A negociação das regras opõe os países em desenvolvimento (detentores da riqueza biológica) e os países mais desenvolvidos (detentores das indústrias e da tecnologia). "É um debate com dois pontos de vista, o daqueles que têm e o daqueles que usam a biodiversidade", disse o secretário de Biodiversidade e Florestas do Ministério do Meio Ambiente, João Paulo Capobianco. "Para o Brasil, trata-se de uma questão estratégica, pois precisamos de um regime nos dois sentidos."

O Brasil quer garantir que sua biodiversidade não será explorada por outros países sem as garantias de reconhecimento e repartição de benefícios - inclusive com as comunidades detentoras do conhecimento. "Antes, a biodiversidade era considerada patrimônio comum da humanidade. A convenção estabeleceu que os recursos são de soberania dos países, e não do mundo", explica a coordenadora geral de Políticas e Programas em Biodiversidade do Ministério da Ciência e Tecnologia (MCT), Ione Egler.

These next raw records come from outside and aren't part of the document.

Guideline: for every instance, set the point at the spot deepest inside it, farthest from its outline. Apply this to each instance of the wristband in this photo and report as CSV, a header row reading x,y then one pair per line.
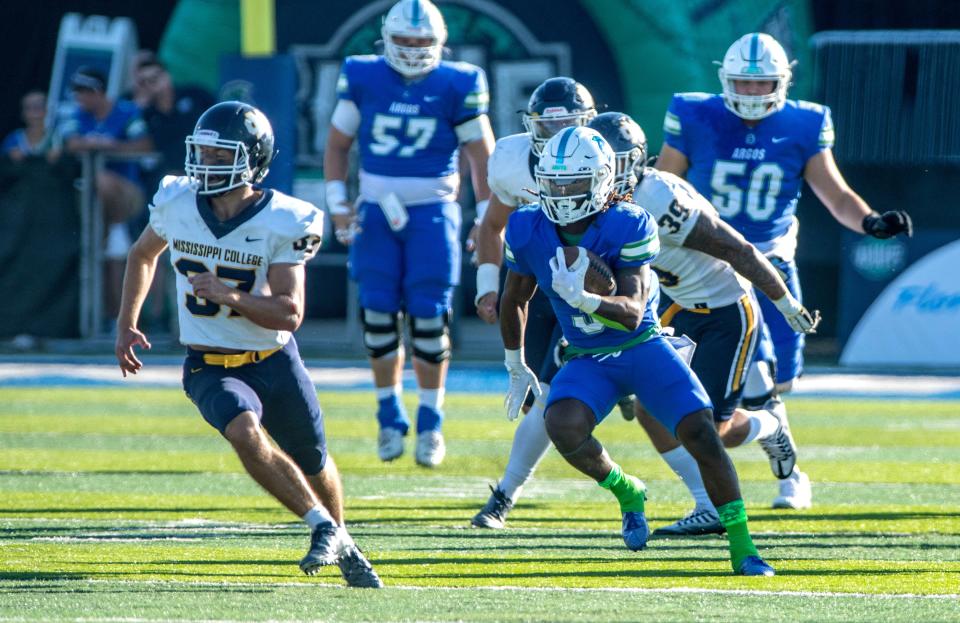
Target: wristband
x,y
589,302
336,191
488,280
481,208
786,304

Cabe a cada país estabelecer regras internas de acesso e repartição de benefícios da biodiversidade. Nesse aspecto, o Brasil, mais uma vez, chega à reunião com a lição de casa incompleta. O projeto de lei que deveria regulamentar o tema ainda nem foi encaminhado ao Congresso, por divergências entre ministérios. A COP 8 vai até o dia 31.